For the last hundred years, oil companies, car companies, airlines, global hotel brands, and the tourism industry have sold us travel as the ultimate elite experience. We are lured to enjoy the open road, the great outdoors, exotic white sand beaches and charming villages, made affordable by colonialism and global capital markets. 

In big ways, the pandemic flipped the script. Rather than travel being a luxury, those with wealth and privilege now stay home, while essential workers, the people who stock our warehouses, pick our food, and care for others, are in motion. But patterns of who travels and doesn’t travel were nevel simple. Climate catastrophes, free trade policies, gentrification, and displacement lead to forced migrations. For others of us who can’t access cars, transit or safe routes to walk or roll, travel, even regional travel to a job or community meeting, isn’t possible. 

And so in some ways, this pandemic, and the subsequent relaxing of requirements for “in person” participation has been revolutionary. Disabled and chronically ill folks who repeatedly have been denied work from home or school from home accommodations are suddenly seeing such accommodations widely available. Conferences have adopted all-online formats. City Council and other public meetings have found ways to accommodate public comment and participation remotely.

Granted, this is all with a huge caveat–there remain many people without access to reliable high speed internet or smartphones, as we’ve seen as schools have tried to move online. This extends to many disabled adults in group homes or assisted living facilities. At the most basic level, we hope this pandemic helps us make inroads to breaking down the digital divide so that everyone in our state can access online services. 

But we also have the opportunity to ask bigger questions about our patterns of travel and participation. First, what would happen if we stopped idealizing the jetsetting lifestyle and questioned the value we’ve allowed capitalism to place on experiencing the exotic and new? What if we didn’t define freedom as travel? What if we defined freedom as community and place? You can ask chronically ill and disabled folks who long before COVID-19 learned how to build communities from home. What would it mean to build a new economy not centered around practices like jet travel that we know have extremely high environmental and public health costs? 

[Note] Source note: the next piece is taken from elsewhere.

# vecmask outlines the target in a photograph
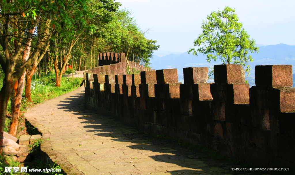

But it’s not just about rethinking luxury travel. We need to think about how we configure the travel patterns in our daily routines. We’ve all seen the dramatic improvements in air quality by reducing non-essential travel and allowing more people to work from home. Can we maintain these gains by creating communities where we can get what we need with less travel, and less of us needs cars to get there? 

At its core, reducing the number of cars on our streets and the miles they drive is a health equity issue. Air pollution from gasoline, diesel fuel and brake pad dust creates significant health risks to poor people and people of color who are more likely to live near high-traffic roads, industrial sites and airports. The impact of these health disparities have only been amplified by COVID-19.  In story after story, we see the “underlying health condition” disclaimers attached the lives of people seriously sickened or killed by COVID-19, as if their lives were somehow more disposable. This was only reinforced when hospitals and medical professionals developed triage plans to ration access to care based on assumptions around the projected length and “quality” of the patient’s life. 

We know the high public health costs of our auto-dependent communities. Scientists are finding a connection between exposure to air pollution and an increased risk of dying from COVID-19. And yet, because that cost is borne mostly by poor, disabled, brown and black folks, our elected leaders aren’t willing to challenge the status quo. But now is a moment of possibility. Both the highly visual manifestation of health inequities in COVID-19 deaths, and the radical shifts in travel patterns we’ve seen with the stay-at-home orders are providing an opening to push for more meaningful change.